CrowdFunding Incubator Predicts Shakeup In Crowdfunding Industry

Crowdfunding IncubatorDouglas E. Castle, the Chief Executive Officer of CrowdFunding Incubator LLC (“CFI”), predicts a substantial shakeup in the crowdfunding industry in 2013. The disruption will begin where both project promoters and contributors, who have been only remotely involved with the projects which they have helped finance, are going to ask some tough questions of platform providers and project sponsors. Then, there will begin a purge of this largely unmonitored industry coupled by a flight to quality, in terms of crowdfunding site operators, project promoters, and benefits to more equitably match their contributions.

“Most contributors participate in a project because they are excited by the concept, or because they are impassioned by the underlying idea or project mission. It’s very much like entering into a club based upon a common cause and an assumption of trust,” said Castle.

“In many cases the extra enticement includes some special benefits secondarily offered by project sponsors such as discount coupons, prepaid orders for prototypes, beta test opportunities, a dinner with the founders; generally speaking, something of value which may or may not actually be realized. The crowdfunding model to date has been based mostly upon the thrill, the gamble, the feeling of belonging and the hope, of course, that the project will succeed.

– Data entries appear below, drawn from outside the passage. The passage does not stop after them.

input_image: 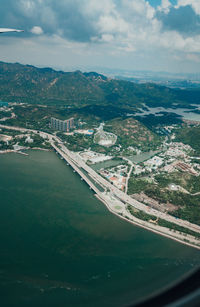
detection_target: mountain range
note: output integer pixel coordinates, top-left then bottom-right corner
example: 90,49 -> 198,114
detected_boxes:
0,62 -> 200,110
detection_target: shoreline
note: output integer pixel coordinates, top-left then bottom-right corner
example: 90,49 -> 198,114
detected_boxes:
0,147 -> 52,156
0,125 -> 200,249
95,194 -> 200,250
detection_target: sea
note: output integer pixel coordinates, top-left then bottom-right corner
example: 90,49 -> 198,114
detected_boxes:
0,151 -> 200,307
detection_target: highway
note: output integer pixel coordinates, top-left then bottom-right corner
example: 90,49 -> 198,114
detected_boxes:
0,125 -> 200,244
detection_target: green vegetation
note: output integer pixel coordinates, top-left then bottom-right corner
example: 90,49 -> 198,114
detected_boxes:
105,118 -> 161,151
155,172 -> 200,194
127,205 -> 200,238
176,126 -> 200,155
0,62 -> 199,110
128,177 -> 151,195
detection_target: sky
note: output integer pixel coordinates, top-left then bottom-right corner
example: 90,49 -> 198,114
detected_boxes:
0,0 -> 200,73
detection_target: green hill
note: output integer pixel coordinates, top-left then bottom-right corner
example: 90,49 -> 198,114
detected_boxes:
0,62 -> 200,110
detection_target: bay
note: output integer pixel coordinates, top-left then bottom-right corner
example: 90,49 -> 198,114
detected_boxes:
0,151 -> 200,307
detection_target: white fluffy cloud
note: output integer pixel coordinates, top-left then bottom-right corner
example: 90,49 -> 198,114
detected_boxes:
31,26 -> 43,35
0,0 -> 200,72
176,0 -> 200,15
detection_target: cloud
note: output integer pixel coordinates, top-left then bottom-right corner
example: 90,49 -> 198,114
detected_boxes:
176,0 -> 200,15
31,26 -> 43,35
157,5 -> 200,36
0,0 -> 200,73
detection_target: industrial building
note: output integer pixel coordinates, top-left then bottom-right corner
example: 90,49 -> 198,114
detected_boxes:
51,117 -> 75,132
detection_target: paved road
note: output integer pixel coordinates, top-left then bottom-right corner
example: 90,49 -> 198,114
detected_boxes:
0,125 -> 200,233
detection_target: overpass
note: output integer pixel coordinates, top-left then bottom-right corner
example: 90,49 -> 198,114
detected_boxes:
51,142 -> 101,195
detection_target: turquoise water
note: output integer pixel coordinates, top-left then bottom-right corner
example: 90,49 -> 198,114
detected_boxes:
0,151 -> 200,307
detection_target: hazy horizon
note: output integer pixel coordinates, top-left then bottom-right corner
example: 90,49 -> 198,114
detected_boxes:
0,0 -> 200,73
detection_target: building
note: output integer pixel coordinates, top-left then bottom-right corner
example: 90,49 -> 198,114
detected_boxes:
51,117 -> 75,132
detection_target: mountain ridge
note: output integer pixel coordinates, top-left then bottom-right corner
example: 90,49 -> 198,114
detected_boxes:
0,62 -> 200,110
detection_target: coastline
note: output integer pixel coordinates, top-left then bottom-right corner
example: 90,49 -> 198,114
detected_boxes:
95,194 -> 200,250
0,125 -> 200,249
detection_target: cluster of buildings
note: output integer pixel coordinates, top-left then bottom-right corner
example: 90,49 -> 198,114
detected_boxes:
100,165 -> 128,191
79,150 -> 113,164
50,117 -> 75,132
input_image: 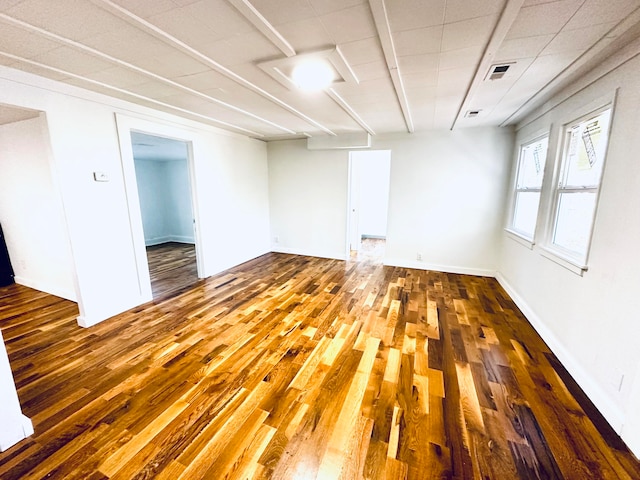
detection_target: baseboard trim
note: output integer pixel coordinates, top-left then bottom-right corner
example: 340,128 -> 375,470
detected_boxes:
271,245 -> 347,260
0,413 -> 33,452
496,272 -> 625,435
384,258 -> 496,277
76,295 -> 153,328
14,275 -> 78,302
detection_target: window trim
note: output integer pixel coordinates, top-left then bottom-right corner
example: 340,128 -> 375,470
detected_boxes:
504,132 -> 551,242
540,101 -> 616,275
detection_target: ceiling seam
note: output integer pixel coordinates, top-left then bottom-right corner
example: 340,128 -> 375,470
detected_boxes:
369,0 -> 415,133
500,7 -> 640,127
0,50 -> 264,138
450,0 -> 524,130
227,0 -> 296,57
90,0 -> 335,135
325,88 -> 376,135
0,13 -> 296,134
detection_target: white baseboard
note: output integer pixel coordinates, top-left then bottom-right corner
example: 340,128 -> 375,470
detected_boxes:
76,294 -> 153,328
14,275 -> 78,302
384,258 -> 496,277
271,245 -> 347,260
496,272 -> 625,435
0,414 -> 33,452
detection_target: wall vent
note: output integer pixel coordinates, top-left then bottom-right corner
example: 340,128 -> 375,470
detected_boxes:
487,63 -> 513,80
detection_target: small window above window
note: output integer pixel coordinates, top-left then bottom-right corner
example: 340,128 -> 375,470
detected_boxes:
550,106 -> 611,266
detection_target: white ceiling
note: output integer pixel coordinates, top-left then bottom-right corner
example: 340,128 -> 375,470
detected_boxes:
0,104 -> 40,125
0,0 -> 640,140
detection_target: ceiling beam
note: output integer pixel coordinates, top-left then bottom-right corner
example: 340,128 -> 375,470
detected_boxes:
500,7 -> 640,127
451,0 -> 524,130
325,88 -> 376,135
227,0 -> 296,57
91,0 -> 335,135
369,0 -> 415,133
0,51 -> 264,138
0,13 -> 296,134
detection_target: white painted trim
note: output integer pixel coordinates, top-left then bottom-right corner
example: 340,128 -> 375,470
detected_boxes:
92,0 -> 335,135
504,228 -> 535,250
14,275 -> 78,302
0,413 -> 33,452
496,272 -> 625,434
384,258 -> 496,277
271,245 -> 347,260
369,0 -> 416,133
538,247 -> 587,276
76,292 -> 153,328
228,0 -> 296,57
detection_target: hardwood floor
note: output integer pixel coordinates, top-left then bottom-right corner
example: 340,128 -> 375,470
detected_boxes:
147,242 -> 198,298
0,254 -> 640,480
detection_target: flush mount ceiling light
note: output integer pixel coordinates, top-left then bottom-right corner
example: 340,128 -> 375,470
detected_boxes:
258,46 -> 358,90
291,58 -> 335,92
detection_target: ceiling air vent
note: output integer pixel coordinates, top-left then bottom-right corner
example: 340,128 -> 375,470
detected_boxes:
487,63 -> 513,80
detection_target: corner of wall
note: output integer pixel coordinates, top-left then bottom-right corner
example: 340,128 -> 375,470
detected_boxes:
496,272 -> 624,434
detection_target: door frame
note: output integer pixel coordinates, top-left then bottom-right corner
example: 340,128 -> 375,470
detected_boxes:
116,113 -> 207,303
345,148 -> 391,259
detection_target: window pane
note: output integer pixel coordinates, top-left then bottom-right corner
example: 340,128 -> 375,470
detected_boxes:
562,109 -> 611,187
517,137 -> 549,188
513,192 -> 540,238
553,192 -> 597,257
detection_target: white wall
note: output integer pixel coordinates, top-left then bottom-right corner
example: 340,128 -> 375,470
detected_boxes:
268,140 -> 349,259
499,45 -> 640,456
268,128 -> 513,275
135,158 -> 195,246
116,115 -> 269,298
0,67 -> 269,326
0,115 -> 76,300
351,150 -> 391,237
0,332 -> 33,452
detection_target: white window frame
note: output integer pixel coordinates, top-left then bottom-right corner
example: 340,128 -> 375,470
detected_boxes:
505,131 -> 551,249
540,102 -> 615,275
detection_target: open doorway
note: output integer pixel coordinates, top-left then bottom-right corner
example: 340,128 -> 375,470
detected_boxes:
131,131 -> 198,298
347,150 -> 391,261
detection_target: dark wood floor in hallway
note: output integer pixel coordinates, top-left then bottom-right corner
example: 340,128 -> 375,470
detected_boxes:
0,254 -> 640,480
147,242 -> 198,298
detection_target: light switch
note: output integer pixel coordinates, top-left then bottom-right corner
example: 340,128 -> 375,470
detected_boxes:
93,172 -> 109,182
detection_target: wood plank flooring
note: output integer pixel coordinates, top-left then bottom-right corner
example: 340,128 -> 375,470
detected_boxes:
147,242 -> 198,298
0,254 -> 640,480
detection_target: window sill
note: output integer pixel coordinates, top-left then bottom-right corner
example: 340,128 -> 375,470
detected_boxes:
539,247 -> 588,276
504,228 -> 535,250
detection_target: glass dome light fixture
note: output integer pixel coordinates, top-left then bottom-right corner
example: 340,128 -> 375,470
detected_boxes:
291,59 -> 334,92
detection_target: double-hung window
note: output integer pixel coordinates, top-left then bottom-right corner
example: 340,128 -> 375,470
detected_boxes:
508,135 -> 549,242
550,106 -> 611,268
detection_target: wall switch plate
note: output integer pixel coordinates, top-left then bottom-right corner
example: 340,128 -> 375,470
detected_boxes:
93,172 -> 109,182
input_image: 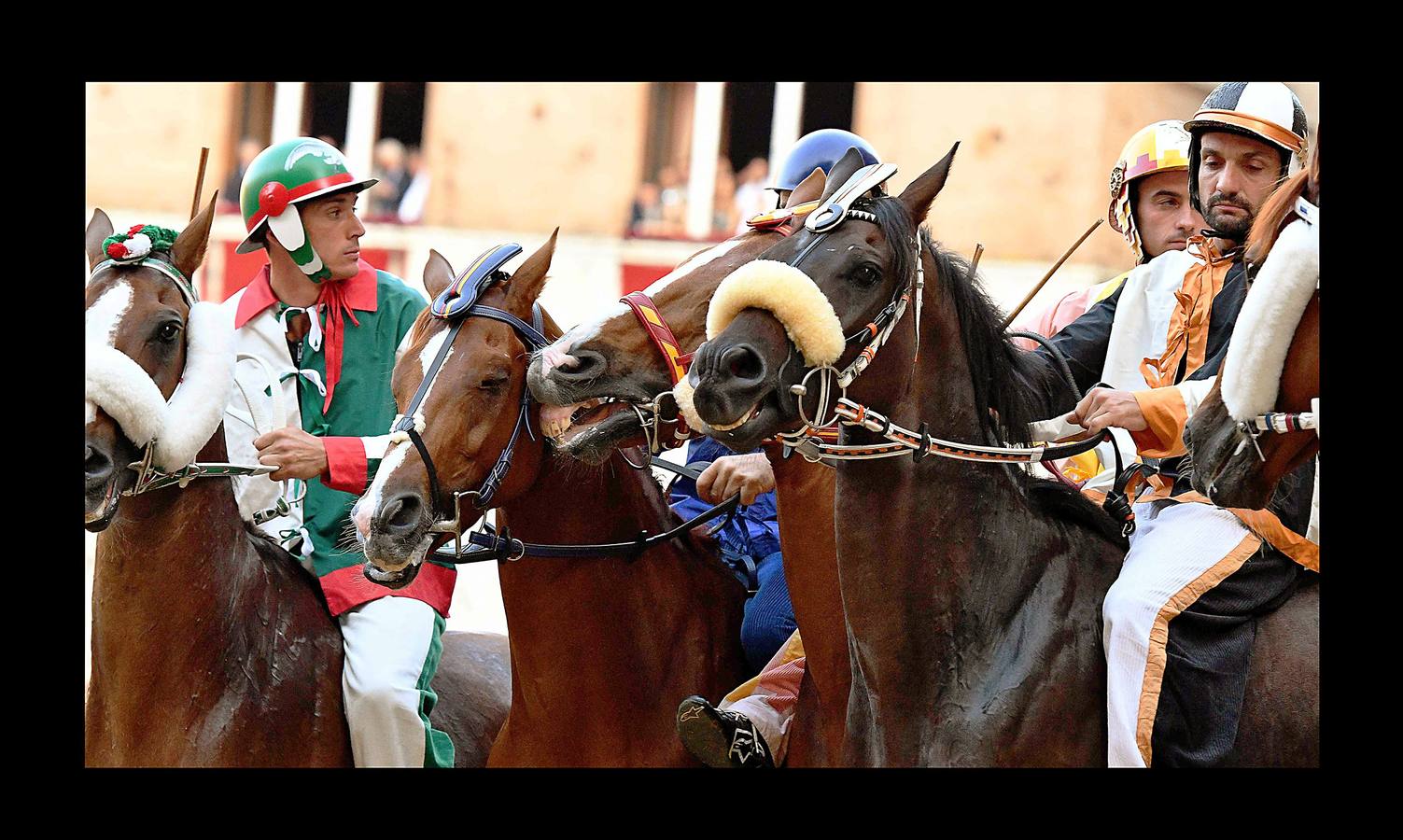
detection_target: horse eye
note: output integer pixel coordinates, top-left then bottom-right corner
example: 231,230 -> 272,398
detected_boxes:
853,263 -> 881,287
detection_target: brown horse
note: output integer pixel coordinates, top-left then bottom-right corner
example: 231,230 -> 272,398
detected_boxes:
84,201 -> 510,767
355,234 -> 747,767
1185,132 -> 1320,509
527,170 -> 849,767
690,150 -> 1319,765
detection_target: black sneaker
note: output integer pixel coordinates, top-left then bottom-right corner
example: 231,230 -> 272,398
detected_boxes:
678,695 -> 775,767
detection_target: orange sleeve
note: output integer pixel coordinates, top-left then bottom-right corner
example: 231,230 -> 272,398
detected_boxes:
1130,385 -> 1188,458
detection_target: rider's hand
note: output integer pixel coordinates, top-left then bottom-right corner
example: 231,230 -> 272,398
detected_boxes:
697,452 -> 775,505
254,427 -> 327,481
1066,388 -> 1149,433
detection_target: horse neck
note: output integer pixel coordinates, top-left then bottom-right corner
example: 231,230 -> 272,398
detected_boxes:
92,425 -> 267,692
499,445 -> 744,729
835,263 -> 1108,764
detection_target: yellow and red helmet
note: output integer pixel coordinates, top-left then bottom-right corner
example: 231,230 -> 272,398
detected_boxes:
1105,119 -> 1190,262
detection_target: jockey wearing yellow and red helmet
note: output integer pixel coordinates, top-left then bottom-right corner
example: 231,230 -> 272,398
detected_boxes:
1030,81 -> 1320,767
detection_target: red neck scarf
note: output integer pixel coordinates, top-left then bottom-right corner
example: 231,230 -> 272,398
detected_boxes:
317,281 -> 360,413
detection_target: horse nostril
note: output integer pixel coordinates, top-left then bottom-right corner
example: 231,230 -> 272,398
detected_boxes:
83,444 -> 112,481
722,343 -> 765,383
552,349 -> 608,380
376,494 -> 424,536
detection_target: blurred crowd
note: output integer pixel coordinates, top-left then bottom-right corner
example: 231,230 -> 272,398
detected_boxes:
627,157 -> 775,238
218,136 -> 429,224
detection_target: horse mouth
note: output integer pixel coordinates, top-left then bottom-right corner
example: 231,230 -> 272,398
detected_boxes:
83,471 -> 125,534
555,399 -> 642,466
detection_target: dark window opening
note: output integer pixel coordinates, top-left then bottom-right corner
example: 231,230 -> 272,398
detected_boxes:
798,81 -> 854,137
302,81 -> 351,148
722,81 -> 775,173
379,81 -> 428,146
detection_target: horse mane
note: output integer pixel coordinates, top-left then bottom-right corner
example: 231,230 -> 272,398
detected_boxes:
870,198 -> 1127,547
871,196 -> 1040,443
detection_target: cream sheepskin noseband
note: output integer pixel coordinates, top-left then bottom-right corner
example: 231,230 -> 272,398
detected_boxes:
1222,203 -> 1320,421
706,259 -> 848,368
84,303 -> 234,472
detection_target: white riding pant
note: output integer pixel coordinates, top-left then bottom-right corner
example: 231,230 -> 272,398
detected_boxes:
338,596 -> 438,767
1101,499 -> 1261,767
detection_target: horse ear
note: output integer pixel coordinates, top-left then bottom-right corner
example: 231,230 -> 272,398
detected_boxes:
813,146 -> 867,202
507,227 -> 560,315
83,207 -> 112,271
898,140 -> 960,224
424,248 -> 453,301
784,167 -> 828,207
171,189 -> 218,279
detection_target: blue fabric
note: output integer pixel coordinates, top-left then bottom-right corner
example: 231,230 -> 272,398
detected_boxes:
667,438 -> 780,558
741,551 -> 798,673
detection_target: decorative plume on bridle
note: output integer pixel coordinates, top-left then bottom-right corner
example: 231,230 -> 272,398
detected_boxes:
84,224 -> 234,472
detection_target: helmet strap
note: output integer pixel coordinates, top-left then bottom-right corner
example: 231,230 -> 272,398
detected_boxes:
268,204 -> 331,284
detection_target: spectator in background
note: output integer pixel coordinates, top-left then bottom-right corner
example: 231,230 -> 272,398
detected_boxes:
628,181 -> 664,235
366,137 -> 410,221
399,146 -> 429,224
734,157 -> 773,232
711,157 -> 737,238
658,165 -> 687,235
218,137 -> 262,213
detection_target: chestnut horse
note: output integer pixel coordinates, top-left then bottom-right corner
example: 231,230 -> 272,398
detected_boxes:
527,170 -> 849,767
84,201 -> 510,767
354,234 -> 747,767
689,150 -> 1319,765
1185,131 -> 1320,512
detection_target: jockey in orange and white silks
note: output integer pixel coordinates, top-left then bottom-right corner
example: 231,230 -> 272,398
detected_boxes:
1010,119 -> 1204,492
1034,83 -> 1320,765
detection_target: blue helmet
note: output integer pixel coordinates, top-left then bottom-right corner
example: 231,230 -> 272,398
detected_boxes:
770,129 -> 881,190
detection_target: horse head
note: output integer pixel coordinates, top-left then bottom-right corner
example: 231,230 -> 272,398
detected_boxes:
1185,133 -> 1320,509
351,229 -> 560,589
527,168 -> 826,464
676,145 -> 959,450
84,192 -> 232,531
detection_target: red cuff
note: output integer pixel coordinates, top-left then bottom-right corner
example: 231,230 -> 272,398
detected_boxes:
321,438 -> 366,495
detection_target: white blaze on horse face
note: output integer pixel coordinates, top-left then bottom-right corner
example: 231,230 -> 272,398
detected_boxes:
357,329 -> 453,533
83,277 -> 132,427
540,237 -> 744,364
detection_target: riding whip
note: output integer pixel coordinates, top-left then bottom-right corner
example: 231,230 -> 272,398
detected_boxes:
999,218 -> 1104,329
189,146 -> 209,218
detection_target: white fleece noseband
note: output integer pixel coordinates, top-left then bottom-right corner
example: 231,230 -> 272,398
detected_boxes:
1222,218 -> 1320,421
84,303 -> 234,472
701,259 -> 846,370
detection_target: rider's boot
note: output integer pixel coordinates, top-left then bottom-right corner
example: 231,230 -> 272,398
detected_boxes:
678,695 -> 775,767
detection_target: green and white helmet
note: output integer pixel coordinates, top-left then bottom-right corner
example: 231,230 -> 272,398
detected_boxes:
234,137 -> 377,284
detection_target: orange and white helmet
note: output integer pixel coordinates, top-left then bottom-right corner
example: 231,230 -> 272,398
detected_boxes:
1105,119 -> 1190,262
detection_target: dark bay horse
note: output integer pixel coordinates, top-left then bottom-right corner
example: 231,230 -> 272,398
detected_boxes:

“Now that crowdfunding platforms have been alive for several business cycles with plenty of projects funded, contributors are going to want to start seeing results. They are going to want to see, at minimum, that their funds weren’t wasted or misappropriated, and that the ideas in which they chose to participate are taking some shape…making some progress. Naturally, they would also like for the project promoters to keep in touch with them, to have them incorporated in the news loop,” Castle added. “There’s a potential for some backlash against the crowdfunding sites and against the project promoters if the contributors feel that they have been orphaned.

CFI’s website, which is expected to go live in January, is based on a more rigorous screening of prospective projects and their promoters than is generally performed by the other players, and upon the significance of the founding role, both at the first funding, and as the projects move forward, played by the contributors. You can view CFI’s LinkedIn Corporate Summary at here. One of CrowdFunding Incubator’s criteria for acceptance of a project is that the contributors are given something of significant value for their initial vote of faith and confidence, and that the project sponsors maintain a high level of accountability and ongoing, high-touch contact with all of their benefactors, regardless of their contribution level.

“In the coming year, many crowdfunding bets are going to be coming home to roost. Some projects will have evaporated, while others will have made admirable progress. But regardless, 2013 is going to be the year when the contributors want to hear word back from their hatch-lings. The biggest mistake that the promoters of any project could make is to be either dishonest or to appear ungrateful. Everyone understands that in business, there is an element of risk – but contributors, especially after being socked with their holiday credit card and installment payment bills, are going to want to get some kind of accounting, as well as some kind of acknowledgement that they are still members of the clubs that they opted into last year or earlier.”

The principals at CrowdFunding Incubator are anticipating 2013 to be a year of reckoning, and believe that any successful future crowdfunding models will have to take project quality, integrity, accountability of the promoters, and communications between recipients and providers of funds very seriously. CFI stands ready for the anticipated flight to quality and to embrace a new standard of professionalism, by legitimate project hopefuls, as well as by prospective contributors.